HHS Panel Recommends New Combo Tab as Initial Therapy for HIV
A recommendation from the panel of the Department of Health & Human Services (HHS) states that based on safety and efficacy data, the fixed-dose combination tablet consisting of elvitegravir, cobicistat, emtricitabine, and tenofovir alafenamide (EVG/c/FTC/TAF) will be added as one of the recommended initial regimens for antiretroviral therapy (ART)-naive adults and adolescents with estimated creatinine clearance ≥30mL/min.
The Food and Drug Administration (FDA) recently approved tenofovir alafenamide as a component of the EVG/c/FTC/TAF fixed-dose combination tablet for use in some ART-naive and ART-experienced patients.
Tenofovir alafenamide, an oral prodrug of tenofovir, works as a reverse transcriptase inhibitor. Different from tenofovir disoproxil fumarate (TDF), TAF remains stable in plasma resulting in higher intracellular tenofovir concentrations. The lower tenofovir plasma concentration means a lower potential for adverse renal and bone effects with TAF than TDF.

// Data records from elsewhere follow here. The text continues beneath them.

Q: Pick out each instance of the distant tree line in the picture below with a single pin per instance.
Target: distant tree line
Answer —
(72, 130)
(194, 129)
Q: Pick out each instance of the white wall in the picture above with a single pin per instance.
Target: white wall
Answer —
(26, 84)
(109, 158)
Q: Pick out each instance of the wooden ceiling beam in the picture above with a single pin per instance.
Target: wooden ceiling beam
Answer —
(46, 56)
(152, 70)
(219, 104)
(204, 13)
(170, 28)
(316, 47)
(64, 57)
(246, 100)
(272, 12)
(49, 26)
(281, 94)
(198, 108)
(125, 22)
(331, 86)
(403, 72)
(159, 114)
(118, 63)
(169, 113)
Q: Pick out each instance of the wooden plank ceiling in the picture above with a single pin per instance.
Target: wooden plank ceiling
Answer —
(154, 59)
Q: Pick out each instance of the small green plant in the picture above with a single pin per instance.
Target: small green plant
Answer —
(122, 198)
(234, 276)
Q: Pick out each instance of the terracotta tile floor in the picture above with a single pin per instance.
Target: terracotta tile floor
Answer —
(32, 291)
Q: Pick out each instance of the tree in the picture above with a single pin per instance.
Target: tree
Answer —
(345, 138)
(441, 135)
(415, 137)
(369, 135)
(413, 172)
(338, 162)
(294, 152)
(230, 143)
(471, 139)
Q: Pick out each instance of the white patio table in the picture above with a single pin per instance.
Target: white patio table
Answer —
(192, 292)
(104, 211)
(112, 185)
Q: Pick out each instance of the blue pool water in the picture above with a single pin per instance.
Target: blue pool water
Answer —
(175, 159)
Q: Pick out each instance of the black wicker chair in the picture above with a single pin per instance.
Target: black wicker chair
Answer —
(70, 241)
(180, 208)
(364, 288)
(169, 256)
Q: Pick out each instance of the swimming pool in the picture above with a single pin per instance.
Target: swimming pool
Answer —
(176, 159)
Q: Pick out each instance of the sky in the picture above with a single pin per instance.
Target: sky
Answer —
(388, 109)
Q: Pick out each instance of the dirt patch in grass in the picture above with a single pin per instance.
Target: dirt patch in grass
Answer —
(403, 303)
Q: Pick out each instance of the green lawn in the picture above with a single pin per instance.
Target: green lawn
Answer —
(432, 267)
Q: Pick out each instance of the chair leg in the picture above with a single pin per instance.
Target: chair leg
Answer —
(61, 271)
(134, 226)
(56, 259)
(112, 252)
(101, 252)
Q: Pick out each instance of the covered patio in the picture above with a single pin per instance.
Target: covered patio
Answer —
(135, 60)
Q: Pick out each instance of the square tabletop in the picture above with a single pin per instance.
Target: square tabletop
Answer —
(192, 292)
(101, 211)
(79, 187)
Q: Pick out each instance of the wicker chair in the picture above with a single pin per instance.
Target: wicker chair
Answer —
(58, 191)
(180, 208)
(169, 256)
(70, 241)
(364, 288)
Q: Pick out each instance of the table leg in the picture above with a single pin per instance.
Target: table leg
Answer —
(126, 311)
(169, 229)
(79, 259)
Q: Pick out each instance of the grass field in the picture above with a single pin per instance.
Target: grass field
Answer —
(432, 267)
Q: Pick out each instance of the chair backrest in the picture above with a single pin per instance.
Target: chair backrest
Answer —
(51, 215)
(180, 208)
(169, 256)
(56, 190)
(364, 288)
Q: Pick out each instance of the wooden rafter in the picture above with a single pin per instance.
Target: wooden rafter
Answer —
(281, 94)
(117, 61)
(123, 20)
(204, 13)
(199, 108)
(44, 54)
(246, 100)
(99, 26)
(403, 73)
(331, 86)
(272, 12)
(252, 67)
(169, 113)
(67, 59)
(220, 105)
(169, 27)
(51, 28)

The safety and efficacy of EVG/c/FTC/TDF vs. EVG/c/FTC/TAF in ART-naive HIV-infected adults with estimated glomerular filtration rate (eGFR) ≥50mL/min were evaluated in two randomized, double-blind Phase 3 studies. At 48 weeks, 92% (800/866) of the study patients randomized to TAF and 90% (784/867) of the study patients randomized to TDF achieved plasma HIV RNA <50 copies/mL. This showed TAF was noninferior to TDF when combined with EVG/c/FTC (95% CI: 0.7%–4.7%).
The safety and efficacy of EVG/c/FTC/TAF were further supported in an open-label study that evaluated virologically-suppressed patients with mild-moderate renal impairment (eGFR 30–69mL/min).